Cevap, kısaca, İsa’nın (aleyhisselam) onlara farklı bedenlerde görünmesidir. Yabancı, bahçıvan, balıkçı ve Lizargoel, İsa’nın ruhunun göç ettiği dört farklı insan bedeniydi. Haft’üş Şerif’te İmam Sadık (minhusselam) Kur’an’ın bu ayetini şöyle tefsir eder: [Onlar evlerini kendi elleriyle ve müminlerin elleriyle harap ediyorlar. Ey basiret sahipleri, artık ibret alın!] İmam Sadık (aleyhisselam) buyurdu: “Onların evleri kendi bedenleridir. (Çünkü) beden ruhun evidir.”
İmam Ahmed El-Hasan (minhusselam) daha da açıklığa kavuşturdu ki: “Bazı ruhlar, istedikleri bedenlere girmeyi seçebilecekleri bir dereceye ulaşırlar.” Kur’an’ın dediği gibi: “İçinde oturulmayan ve sizin için bir yarar bulunan evlere girmenizde bir sakınca yoktur.”

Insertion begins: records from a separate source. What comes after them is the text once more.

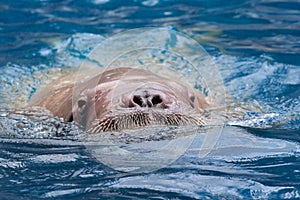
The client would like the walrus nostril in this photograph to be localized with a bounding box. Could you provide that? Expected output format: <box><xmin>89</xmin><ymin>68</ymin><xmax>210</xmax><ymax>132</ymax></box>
<box><xmin>152</xmin><ymin>95</ymin><xmax>162</xmax><ymax>106</ymax></box>
<box><xmin>131</xmin><ymin>93</ymin><xmax>164</xmax><ymax>108</ymax></box>
<box><xmin>133</xmin><ymin>95</ymin><xmax>144</xmax><ymax>107</ymax></box>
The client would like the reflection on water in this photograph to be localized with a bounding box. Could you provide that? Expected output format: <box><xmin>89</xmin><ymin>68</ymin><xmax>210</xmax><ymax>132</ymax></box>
<box><xmin>0</xmin><ymin>0</ymin><xmax>300</xmax><ymax>199</ymax></box>
<box><xmin>0</xmin><ymin>0</ymin><xmax>299</xmax><ymax>65</ymax></box>
<box><xmin>1</xmin><ymin>125</ymin><xmax>299</xmax><ymax>199</ymax></box>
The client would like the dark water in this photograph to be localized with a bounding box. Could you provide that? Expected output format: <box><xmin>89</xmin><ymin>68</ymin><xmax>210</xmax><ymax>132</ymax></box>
<box><xmin>0</xmin><ymin>0</ymin><xmax>300</xmax><ymax>199</ymax></box>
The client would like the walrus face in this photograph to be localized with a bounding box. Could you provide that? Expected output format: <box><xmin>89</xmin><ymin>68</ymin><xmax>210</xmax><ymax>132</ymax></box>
<box><xmin>72</xmin><ymin>68</ymin><xmax>208</xmax><ymax>133</ymax></box>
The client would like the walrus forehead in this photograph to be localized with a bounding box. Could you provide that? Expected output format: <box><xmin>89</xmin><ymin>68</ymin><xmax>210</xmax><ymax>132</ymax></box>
<box><xmin>81</xmin><ymin>68</ymin><xmax>196</xmax><ymax>103</ymax></box>
<box><xmin>95</xmin><ymin>67</ymin><xmax>160</xmax><ymax>84</ymax></box>
<box><xmin>94</xmin><ymin>78</ymin><xmax>190</xmax><ymax>99</ymax></box>
<box><xmin>93</xmin><ymin>67</ymin><xmax>193</xmax><ymax>91</ymax></box>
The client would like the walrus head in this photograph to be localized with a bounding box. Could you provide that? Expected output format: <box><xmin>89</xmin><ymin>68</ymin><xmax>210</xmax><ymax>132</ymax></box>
<box><xmin>71</xmin><ymin>67</ymin><xmax>209</xmax><ymax>133</ymax></box>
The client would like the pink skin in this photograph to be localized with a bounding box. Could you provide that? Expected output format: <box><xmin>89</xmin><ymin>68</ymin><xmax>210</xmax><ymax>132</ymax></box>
<box><xmin>71</xmin><ymin>68</ymin><xmax>208</xmax><ymax>131</ymax></box>
<box><xmin>29</xmin><ymin>67</ymin><xmax>208</xmax><ymax>132</ymax></box>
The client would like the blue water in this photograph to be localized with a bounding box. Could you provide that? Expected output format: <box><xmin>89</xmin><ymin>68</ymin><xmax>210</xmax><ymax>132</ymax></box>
<box><xmin>0</xmin><ymin>0</ymin><xmax>300</xmax><ymax>199</ymax></box>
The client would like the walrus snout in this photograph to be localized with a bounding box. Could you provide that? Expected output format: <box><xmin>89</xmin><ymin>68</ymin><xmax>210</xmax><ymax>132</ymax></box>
<box><xmin>29</xmin><ymin>67</ymin><xmax>209</xmax><ymax>133</ymax></box>
<box><xmin>126</xmin><ymin>89</ymin><xmax>175</xmax><ymax>109</ymax></box>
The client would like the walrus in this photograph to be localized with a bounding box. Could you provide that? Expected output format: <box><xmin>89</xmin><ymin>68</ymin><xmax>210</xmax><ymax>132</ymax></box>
<box><xmin>28</xmin><ymin>67</ymin><xmax>210</xmax><ymax>133</ymax></box>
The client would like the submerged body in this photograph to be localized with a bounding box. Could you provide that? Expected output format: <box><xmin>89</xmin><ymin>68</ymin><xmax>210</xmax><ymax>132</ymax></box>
<box><xmin>29</xmin><ymin>67</ymin><xmax>210</xmax><ymax>133</ymax></box>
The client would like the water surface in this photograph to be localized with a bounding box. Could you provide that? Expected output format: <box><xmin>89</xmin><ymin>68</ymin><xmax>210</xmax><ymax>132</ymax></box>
<box><xmin>0</xmin><ymin>0</ymin><xmax>299</xmax><ymax>199</ymax></box>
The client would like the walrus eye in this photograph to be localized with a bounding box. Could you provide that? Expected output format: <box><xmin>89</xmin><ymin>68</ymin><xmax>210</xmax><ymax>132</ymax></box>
<box><xmin>78</xmin><ymin>99</ymin><xmax>86</xmax><ymax>108</ymax></box>
<box><xmin>190</xmin><ymin>95</ymin><xmax>195</xmax><ymax>103</ymax></box>
<box><xmin>189</xmin><ymin>95</ymin><xmax>195</xmax><ymax>108</ymax></box>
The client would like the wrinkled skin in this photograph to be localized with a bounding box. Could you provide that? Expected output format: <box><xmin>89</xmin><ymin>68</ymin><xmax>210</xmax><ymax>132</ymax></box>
<box><xmin>29</xmin><ymin>67</ymin><xmax>209</xmax><ymax>133</ymax></box>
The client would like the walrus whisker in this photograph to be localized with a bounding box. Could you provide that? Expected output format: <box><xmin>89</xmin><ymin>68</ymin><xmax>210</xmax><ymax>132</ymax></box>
<box><xmin>87</xmin><ymin>110</ymin><xmax>206</xmax><ymax>133</ymax></box>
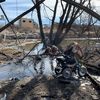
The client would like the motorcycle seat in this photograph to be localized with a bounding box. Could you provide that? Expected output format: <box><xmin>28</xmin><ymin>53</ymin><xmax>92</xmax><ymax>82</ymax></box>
<box><xmin>67</xmin><ymin>63</ymin><xmax>76</xmax><ymax>67</ymax></box>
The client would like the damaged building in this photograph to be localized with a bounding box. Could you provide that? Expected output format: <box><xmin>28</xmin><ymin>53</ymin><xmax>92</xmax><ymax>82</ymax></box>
<box><xmin>18</xmin><ymin>18</ymin><xmax>38</xmax><ymax>33</ymax></box>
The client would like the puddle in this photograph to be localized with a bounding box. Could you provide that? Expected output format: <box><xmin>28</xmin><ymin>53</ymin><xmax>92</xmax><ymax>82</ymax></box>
<box><xmin>0</xmin><ymin>42</ymin><xmax>99</xmax><ymax>83</ymax></box>
<box><xmin>0</xmin><ymin>55</ymin><xmax>57</xmax><ymax>80</ymax></box>
<box><xmin>0</xmin><ymin>43</ymin><xmax>57</xmax><ymax>80</ymax></box>
<box><xmin>0</xmin><ymin>57</ymin><xmax>56</xmax><ymax>80</ymax></box>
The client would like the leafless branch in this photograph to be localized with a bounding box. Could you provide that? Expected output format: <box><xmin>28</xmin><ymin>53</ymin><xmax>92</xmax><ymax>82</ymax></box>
<box><xmin>0</xmin><ymin>0</ymin><xmax>45</xmax><ymax>32</ymax></box>
<box><xmin>49</xmin><ymin>0</ymin><xmax>58</xmax><ymax>44</ymax></box>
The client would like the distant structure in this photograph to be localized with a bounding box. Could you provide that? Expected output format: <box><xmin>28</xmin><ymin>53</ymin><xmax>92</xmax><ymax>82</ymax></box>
<box><xmin>19</xmin><ymin>18</ymin><xmax>38</xmax><ymax>33</ymax></box>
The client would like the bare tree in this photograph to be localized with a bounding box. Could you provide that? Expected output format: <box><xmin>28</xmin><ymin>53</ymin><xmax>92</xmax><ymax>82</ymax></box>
<box><xmin>47</xmin><ymin>0</ymin><xmax>100</xmax><ymax>46</ymax></box>
<box><xmin>0</xmin><ymin>0</ymin><xmax>100</xmax><ymax>47</ymax></box>
<box><xmin>32</xmin><ymin>0</ymin><xmax>47</xmax><ymax>47</ymax></box>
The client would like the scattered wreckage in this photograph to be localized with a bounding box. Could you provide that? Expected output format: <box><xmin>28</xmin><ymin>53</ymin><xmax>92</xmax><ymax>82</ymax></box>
<box><xmin>55</xmin><ymin>55</ymin><xmax>87</xmax><ymax>82</ymax></box>
<box><xmin>28</xmin><ymin>42</ymin><xmax>100</xmax><ymax>86</ymax></box>
<box><xmin>21</xmin><ymin>42</ymin><xmax>88</xmax><ymax>83</ymax></box>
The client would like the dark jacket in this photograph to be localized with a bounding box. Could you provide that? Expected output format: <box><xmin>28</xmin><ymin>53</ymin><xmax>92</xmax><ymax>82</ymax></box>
<box><xmin>64</xmin><ymin>47</ymin><xmax>76</xmax><ymax>64</ymax></box>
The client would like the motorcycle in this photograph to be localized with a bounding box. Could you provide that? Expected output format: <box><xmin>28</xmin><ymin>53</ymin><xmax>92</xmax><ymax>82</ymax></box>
<box><xmin>55</xmin><ymin>55</ymin><xmax>87</xmax><ymax>82</ymax></box>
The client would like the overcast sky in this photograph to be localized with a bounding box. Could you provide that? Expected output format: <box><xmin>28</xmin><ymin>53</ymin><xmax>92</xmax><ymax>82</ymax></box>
<box><xmin>0</xmin><ymin>0</ymin><xmax>100</xmax><ymax>25</ymax></box>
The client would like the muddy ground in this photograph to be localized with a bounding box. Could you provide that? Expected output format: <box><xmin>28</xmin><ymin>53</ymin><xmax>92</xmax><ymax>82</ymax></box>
<box><xmin>0</xmin><ymin>39</ymin><xmax>99</xmax><ymax>100</ymax></box>
<box><xmin>0</xmin><ymin>75</ymin><xmax>99</xmax><ymax>100</ymax></box>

Açıktır ki, İsa Mesih’in (aleyhisselam) dirilişi, ruhun dönüşü veya çarmıha gerilmiş bedenden başka bedenlere göç etmesiydi. İki bin yıldan fazla bir süredir inançlı insanları şaşkına çeviren böylesine şaşırtıcı bir gizemi ancak Allah’ın Hücceti çözebilirdi.